Running the Server and Evaluating Prompts

We start the Agent-Lightning server and iterate through our candidate system prompts, updating the shared system prompt before queuing each training task.

async def run_server_and_search():
   server = AgentLightningServer(host=HOST, port=PORT)
   await server.start()
   print("Server started")
   await asyncio.sleep(1.5)

   results = []
   for sp in PROMPTS:
       await server.update_resources({"system_prompt": PromptTemplate(template=sp, engine="f-string")})
       scores = []
       for t in TASKS:
           tid = await server.queue_task(sample=t, mode="train")
           rollout = await server.poll_completed_rollout(tid, timeout=40)
           if rollout is None:
               print("Timeout waiting for rollout; continuing...")
               continue
           scores.append(float(getattr(rollout, "final_reward", 0.0)))
       avg = sum(scores)/len(scores) if scores else 0.0
       print(f"Prompt avg: {avg:.3f}  |  {sp}")
       results.append((sp, avg))

   best = max(results, key=lambda x: x[1]) if results else ("",0)
   print("BEST PROMPT:", best[0], " | score:", f"{best[1]:.3f}")
   await server.stop()

Launching the Client

We launch the client in a separate thread with two parallel workers, allowing it to process tasks sent by the server. This setup enables simultaneous evaluation of different prompts and collection of performance metrics.

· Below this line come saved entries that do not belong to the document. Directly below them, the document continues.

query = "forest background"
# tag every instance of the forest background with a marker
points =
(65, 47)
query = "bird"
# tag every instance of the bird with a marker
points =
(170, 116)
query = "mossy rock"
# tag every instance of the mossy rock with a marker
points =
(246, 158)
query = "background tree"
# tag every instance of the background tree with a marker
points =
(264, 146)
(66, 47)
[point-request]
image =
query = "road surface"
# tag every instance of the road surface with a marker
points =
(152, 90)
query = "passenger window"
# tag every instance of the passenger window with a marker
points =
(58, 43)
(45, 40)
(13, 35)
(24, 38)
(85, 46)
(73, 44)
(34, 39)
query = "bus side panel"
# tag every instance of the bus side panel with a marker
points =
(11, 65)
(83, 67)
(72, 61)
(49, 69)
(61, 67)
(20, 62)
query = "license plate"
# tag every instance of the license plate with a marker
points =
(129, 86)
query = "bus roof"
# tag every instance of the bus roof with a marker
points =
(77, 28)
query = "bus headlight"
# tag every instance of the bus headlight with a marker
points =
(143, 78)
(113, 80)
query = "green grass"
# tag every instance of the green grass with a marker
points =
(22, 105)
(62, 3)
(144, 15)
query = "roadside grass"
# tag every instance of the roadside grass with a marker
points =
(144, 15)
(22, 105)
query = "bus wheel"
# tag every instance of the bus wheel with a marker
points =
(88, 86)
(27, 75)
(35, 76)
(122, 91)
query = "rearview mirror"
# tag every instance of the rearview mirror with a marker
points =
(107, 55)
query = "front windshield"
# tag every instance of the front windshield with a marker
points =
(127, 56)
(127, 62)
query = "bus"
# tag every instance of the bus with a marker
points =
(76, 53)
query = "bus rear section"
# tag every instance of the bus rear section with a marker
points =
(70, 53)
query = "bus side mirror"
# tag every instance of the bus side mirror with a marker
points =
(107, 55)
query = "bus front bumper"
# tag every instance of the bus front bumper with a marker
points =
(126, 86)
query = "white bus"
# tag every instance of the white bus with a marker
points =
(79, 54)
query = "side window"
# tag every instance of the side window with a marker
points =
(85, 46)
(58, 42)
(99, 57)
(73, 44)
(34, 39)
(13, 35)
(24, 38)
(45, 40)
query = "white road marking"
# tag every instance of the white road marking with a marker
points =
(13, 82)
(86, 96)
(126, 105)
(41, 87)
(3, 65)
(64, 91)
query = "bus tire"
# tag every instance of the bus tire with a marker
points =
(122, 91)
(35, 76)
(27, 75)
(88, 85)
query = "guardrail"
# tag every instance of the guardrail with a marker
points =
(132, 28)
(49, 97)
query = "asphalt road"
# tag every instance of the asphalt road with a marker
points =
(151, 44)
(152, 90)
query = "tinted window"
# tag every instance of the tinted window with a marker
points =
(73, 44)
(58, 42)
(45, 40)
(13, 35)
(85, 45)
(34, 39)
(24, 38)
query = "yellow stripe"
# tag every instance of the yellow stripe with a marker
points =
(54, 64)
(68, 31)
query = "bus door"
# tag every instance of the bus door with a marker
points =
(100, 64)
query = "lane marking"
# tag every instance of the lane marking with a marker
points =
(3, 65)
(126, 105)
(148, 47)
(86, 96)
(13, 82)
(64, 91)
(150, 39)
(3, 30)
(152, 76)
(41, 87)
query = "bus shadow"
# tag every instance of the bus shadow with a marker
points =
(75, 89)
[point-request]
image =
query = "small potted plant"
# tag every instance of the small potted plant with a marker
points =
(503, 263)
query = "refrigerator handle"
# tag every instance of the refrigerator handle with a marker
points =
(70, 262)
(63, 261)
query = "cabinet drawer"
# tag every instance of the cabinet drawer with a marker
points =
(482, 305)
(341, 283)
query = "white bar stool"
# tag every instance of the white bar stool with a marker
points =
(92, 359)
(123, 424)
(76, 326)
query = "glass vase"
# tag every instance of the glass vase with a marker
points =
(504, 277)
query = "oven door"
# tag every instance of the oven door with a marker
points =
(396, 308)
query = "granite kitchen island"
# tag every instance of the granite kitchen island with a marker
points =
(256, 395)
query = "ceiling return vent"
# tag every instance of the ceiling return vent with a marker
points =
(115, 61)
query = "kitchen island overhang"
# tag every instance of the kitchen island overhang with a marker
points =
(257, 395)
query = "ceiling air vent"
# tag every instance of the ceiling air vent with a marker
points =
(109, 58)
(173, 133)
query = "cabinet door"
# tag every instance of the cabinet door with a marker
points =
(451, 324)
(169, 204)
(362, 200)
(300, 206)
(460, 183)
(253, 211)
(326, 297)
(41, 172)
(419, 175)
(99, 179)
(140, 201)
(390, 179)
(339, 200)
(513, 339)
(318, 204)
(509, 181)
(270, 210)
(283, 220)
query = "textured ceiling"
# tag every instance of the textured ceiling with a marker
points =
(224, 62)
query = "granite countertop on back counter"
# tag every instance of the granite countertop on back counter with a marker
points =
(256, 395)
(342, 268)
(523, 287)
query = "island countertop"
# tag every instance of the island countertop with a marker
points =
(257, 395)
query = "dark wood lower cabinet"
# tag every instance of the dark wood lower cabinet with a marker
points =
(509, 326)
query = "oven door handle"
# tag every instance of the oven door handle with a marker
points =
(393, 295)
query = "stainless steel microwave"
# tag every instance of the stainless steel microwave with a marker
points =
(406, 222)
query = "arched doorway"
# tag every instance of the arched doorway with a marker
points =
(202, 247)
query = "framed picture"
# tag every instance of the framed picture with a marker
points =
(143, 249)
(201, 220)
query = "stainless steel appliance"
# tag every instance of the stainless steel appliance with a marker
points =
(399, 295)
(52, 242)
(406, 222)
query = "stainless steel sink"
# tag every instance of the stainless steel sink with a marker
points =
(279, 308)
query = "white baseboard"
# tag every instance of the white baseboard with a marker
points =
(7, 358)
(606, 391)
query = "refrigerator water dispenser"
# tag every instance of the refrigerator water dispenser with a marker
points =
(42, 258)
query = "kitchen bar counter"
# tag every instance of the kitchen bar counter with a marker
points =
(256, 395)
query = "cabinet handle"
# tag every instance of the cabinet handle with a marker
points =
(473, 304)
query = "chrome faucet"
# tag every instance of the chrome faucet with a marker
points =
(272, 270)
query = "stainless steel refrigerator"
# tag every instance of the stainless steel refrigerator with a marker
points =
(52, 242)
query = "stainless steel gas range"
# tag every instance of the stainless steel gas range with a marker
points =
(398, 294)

def run_client_in_thread():
   agent = QAAgent()
   trainer = Trainer(n_workers=2)    
   trainer.fit(agent, backend=f"http://{HOST}:{PORT}")

client_thr = threading.Thread(target=run_client_in_thread, daemon=True)
client_thr.start()
asyncio.run(run_server_and_search())

Conclusion

In conclusion, Agent-Lightning facilitates the creation of a flexible agent pipeline with minimal code. By starting a server, running parallel client workers, evaluating various system prompts, and automatically measuring performance, developers can efficiently build, test, and optimize AI agents within a single Colab environment.